We made a mistake all those years ago. Clever men claimed that empire and republic were compatible, and we chose empire. The republican ideal was lost and now, as De Tocqueville said we would, we careen further into mobocracy and away from the things which made us great in the first place.

I suppose I am a true conservative; a better conservative than I am a liberal. I ache for an idea of the common good, something that might rekindle the idea in our society, but it is too far gone. I cannot reconcile my theology or my principles with the central goal of government being the promotion of individual interest rather than the common good. But the reality is, those who think they have in idea of the common good in modern times do not. They have totalitarian ideas about forcing the individual interest to bow to the common good. None of them is looking for a government structure which habituates men to virtue and care for their fellow men, but one that forces them to it.

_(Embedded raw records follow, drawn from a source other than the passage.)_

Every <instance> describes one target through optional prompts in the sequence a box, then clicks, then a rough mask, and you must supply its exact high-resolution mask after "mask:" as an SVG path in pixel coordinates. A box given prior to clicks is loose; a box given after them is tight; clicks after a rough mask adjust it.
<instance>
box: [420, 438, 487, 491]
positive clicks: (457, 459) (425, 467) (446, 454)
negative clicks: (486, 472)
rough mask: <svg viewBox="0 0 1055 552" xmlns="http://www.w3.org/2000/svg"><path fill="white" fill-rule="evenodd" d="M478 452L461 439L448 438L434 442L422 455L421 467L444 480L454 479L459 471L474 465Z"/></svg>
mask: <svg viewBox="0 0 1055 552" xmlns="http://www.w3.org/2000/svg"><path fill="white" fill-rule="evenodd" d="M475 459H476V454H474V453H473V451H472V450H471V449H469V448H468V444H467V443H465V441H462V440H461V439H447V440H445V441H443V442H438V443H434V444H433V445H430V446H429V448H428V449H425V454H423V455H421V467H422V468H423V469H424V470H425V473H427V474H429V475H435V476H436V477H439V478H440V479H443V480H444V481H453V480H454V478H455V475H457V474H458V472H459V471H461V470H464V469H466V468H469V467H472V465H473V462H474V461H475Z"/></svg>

So our constitution is the best that I can ever hope to find. At least it preserves men from tyranny and allows for some to escape their license in favour of liberty; ours is perhaps one of the few constitutions on earth where true liberty is yet to be found, but it is not found in the majority, and nor would they probably be interested. Serving one's own desires is a lot less work than serving your fellow man.

Perhaps I'm overthinking it....oh, by the way, I ask only one thing: in the future, if I'm staring off into space, just realize, that blank look is not really a blank; I am writing, foo.

Comments

  1. You just took so many things I've been thinking about recently and articulated them much better than I ever could. Nice.

    ReplyDelete
  2. After all of that thoughtfulness, all I can think to say is: I'm going to start using that last line regularly. "I am writing, foo."